First-order reactions are a category where the rate at which a reactant is consumed is directly proportional to the concentration of the reactant itself. This is reflected mathematically when \(n=1\) in our rate equation, giving us \(\frac{d y}{d t} = -ky\). When we integrate and solve this equation, as shown in the step-by-step solution, we find that the concentration over time \(y(t)\) follows an exponential decay law. This law implies that the concentration at any given time can be predicted by a formula featuring \(e^{-kt}\), where the exponent reflects a constant rate of decay multiplied by time. Students should note that, in first-order reactions, the rate at which the reactant concentration decreases is always proportional to its current concentration, meaning that the concentration graph will be a smooth, continuously declining curve without any sudden changes. This specific behavior makes first-order reactions predictable and relatively straightforward to model.

Second-Order Reactions

In contrast to first-order reactions, second-order reactions involve rates that are proportional to the square of the reactant's concentration. We express this by setting \(n=2\) in our rate equation, yielding \(\frac{d y}{d t} = -ky^2\). The step-by-step solution demonstrates how to solve this using integration and applying the initial condition \(y(0)=y_{0}\) to find the constant of integration. The resulting formula \(y(t) = \frac{y_0}{1 + kt y_0}\) describes how the concentration changes over time. Unlike the exponential decay in first-order reactions, the decay curve in second-order reactions is more gradual. It's crucial for students to recognize that, as the concentration decreases, the rate at which it continues to decrease also slows down more significantly than in first-order reactions. This is due to the squared concentration term in the rate equation, resulting in a less steep decline as the reaction progresses. Understanding this nuance allows students to better predict and differentiate between the behaviors of first-order and second-order reactions.

Exponential Decay Law

The exponential decay law is a fundamental concept in understanding how concentrations change in first-order reactions. It states that the amount of a substance decreases at a rate that is constantly proportional to the amount present. Mathematically, we capture this law with the equation \(y(t) = Ce^{-kt}\), where \(C\) is the initial concentration of the substance, \(k\) is the rate constant, and \(t\) is time. This formula represents an exponential function, differentiating it by a constant factor at regular intervals of time.

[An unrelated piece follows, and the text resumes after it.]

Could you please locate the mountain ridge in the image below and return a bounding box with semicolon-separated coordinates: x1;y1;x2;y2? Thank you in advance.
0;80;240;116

The graph of an exponential decay function is characteristically a curve that drops sharply at first and then gradually levels off as it approaches zero. This pattern is familiar to those who study radioactive decay, population decline, or any other process where the rate of change is proportional to the current state. In terms of our exercise, for a chemical reaction following first-order kinetics, the exponential decay model allows us to predict how the concentration of a reactant will diminish over time accurately.

Initial Value Problem

An initial value problem in differential equations is a problem in which you're given a differential equation and the value of the function at a specific point, termed the initial condition. It is common practice in science and engineering to compute a solution to a differential equation that satisfies specific initial conditions, as it allows you to tailor the general solution to a particular scenario.

In the chemical rate equation context, the initial condition usually represents the initial concentration of the substance involved in the reaction. By applying this condition, as we did in the exercise, we can find the specific constant \(C\) that makes the solution unique to the problem we're studying. For example, with the second-order reaction, knowing that \(y(0)=y_{0}\) allows us to solve for \(C\) and get the particular solution that reflects how the concentration of the substance will behave starting from \(y_{0}\). Students must understand how to apply initial conditions to such problems, as it's a fundamental step in moving from abstract general solutions to practical, specific applications.